Curling décortique le quotidien de deux individus reclus en rase campagne québécoise, elle-même pétrifiée dans un éternel hiver. Même s'il se pique par instants de fièvres artificielles, le film n'en reste pas moins désespérément morne, en proie à un vide d'idées colossal qu'il ne cherche même pas à contourner, et qui finit par l'écraser d'ennui. Denis Côté a bien raison de refuser l'étiquette de nouveau cinéma québécois : il n'arrive pas à la cheville de ses figures de proue.
Noire sur blanc, une autoroute immensément rectiligne fend la bourrasque de décembre. Deux miniatures, comme de fragiles automates, marchent à son bord, droit dans la brume. Ils n'ont l'air d'aller nulle part ; ils vont, voilà tout, et avancent dans un silence troublé de hurlements venteux. Une voiture de police s'arrête à leur hauteur, des questions fusent : « Pourquoi ne pas avoir pris votre voiture ? Vous aimez ce froid qui arrache le visage ? » Ce premier plan cristallise l'essence de Curling : l'intrusion de la société dans ses marges, auprès de ces oubliés mutiques, spectres d'une terre ingrate.
Les états nordiques mais surtout Elle veut le chaos, précédents films de Denis Côté, abordaient déjà les thèmes entrecroisés de Curling : de grands espaces dévastés, des personnages discrets, aux vies précaires qui prennent la solitude pour loi. Jean-François et Julyvonne en héritent leur caractère distant, glacé, tous deux encastrés dans l'isolement. Dès lors, plus encore que la société, ce sont perpétuellement les autres qui remettent en cause la petite existence de ces personnages. Ces autres qui s'invitent, qui donnent des leçons, qui réclament des réponses. Ceux-là dont même la mort est un fardeau ; ceux-là qui préfèrent le collectif mensonger à la vérité crue, celle de l'abandon.
Mais la tare est de taille. Méthodiquement, le réalisateur prend soin d'abattre, tels des arbres maigres, tous les espoirs qui planaient sur son film. Lors de sa projection, Denis Côté dit aborder la déconnexion, l'espace intérieur ; le film évide ses personnages comme des fruits trop mûrs, archétypes mous d'une campagne mythifiée, depuis au bas mot trois siècles, comme lieu de vie saine et de bonheurs simples. Côté cite à nouveau au rang ses intentions la création d'un malaise, contraste à cet hiver acadien immaculé et paisible. Mal interprété, confit dans ce qu'il croit être des positions borderline-arty, Curling zone au ras-des-pâquerettes émotionnel. Tant et si bien qu'on finit par mépriser jusqu'à ses efforts démesurés pour créer le sentiment (i.e mise en scène putassière de l'illettrisme de Julyvonne).

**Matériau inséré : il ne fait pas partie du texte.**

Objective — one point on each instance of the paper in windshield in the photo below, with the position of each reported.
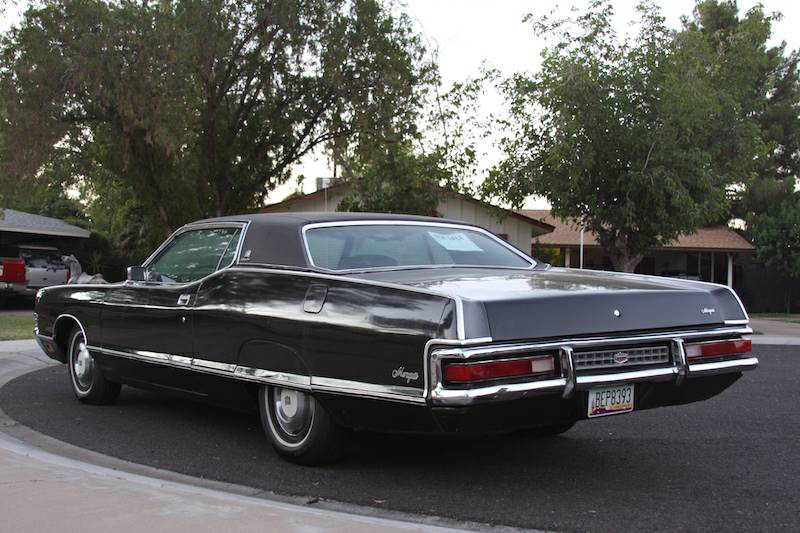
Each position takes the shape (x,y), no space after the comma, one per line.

Toutes les inspirations que le film convoque sont autant de ratages à l'écran qui le crucifient dans l'ennui. Le vide intersidéral - d'idées, de talent, de rythme, de force - qu'il salive sur son passage arrache au public des soupirs désolés. D'énièmes pseudo-évènements, sucrettes jetées aux spectateurs, font semblant de nous intéresser : une intrigue de meurtre miteuse par-ci, une prostituée terne par-là. Les rarissimes instants de grâce de Curling (notamment la scène du tigre) n'entament pas l'impression finale d'un échec bouffi, hautain et peinturluré de fautes, comme une vieille femme fripée qui perfectionne sa moue.